We are also using wisdom, fortitude and justice to build a solution that addresses the sources of the problem and solves it forever. You can’t solve poverty, the absence of wealth, without a solution that creates wealth. So we’re creating jobs and training skills while we’re ending the suffering of unsafe water.
Pity is murky, gloomy, and useless for it calls forth no solution to the state that triggered the loathing emotion. On a frigid day, It’s like pouring water onto the logs that contain the potential for warmth that day.
Potential and possibility activate an energy and disrupt the stagnated spirit resulting from prolonged pain. Looking past externals, it focuses on what people can change, rather than pitying what they cannot. This is creative power, this inspires hope and fuels a spirit of discipline and readiness. Potential and possibility enable the use of charity to pass on a fire lit torch of possibility. Charity is a virtue, but pity based charity is a vice– one sure to smother any fire out.
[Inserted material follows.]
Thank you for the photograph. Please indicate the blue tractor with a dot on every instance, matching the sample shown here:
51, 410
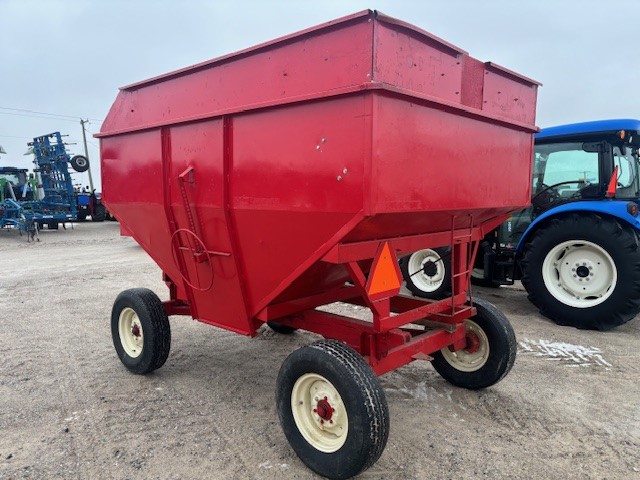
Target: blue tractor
576, 249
If you want to know the difference between pity and virtuous charity/compassion, here’s a method I use: Virtue looks to the source of the problem and acts on the source with compassion. Pity is feeling sorry because you can't imagine seeing yourself in that situation. So you might hear someone say “oh, i'm grateful I don’t have to live like that, here’s some money” instead of “I can see how this situation led to them being there, let me offer some help.” Pity has the "I" as the center of the story whereas virtuous compassion places the other person and their situation at the center. Pity doesn’t ask questions, virtue does. One seeks to eliminate your worry about your own state, the other seeks to help the other through wisdom and reflection.
So join me and be a Potentialist. A Possibilist. Let’s carry the fire and ignite change. Leave pity behind and join me to disrupt with light.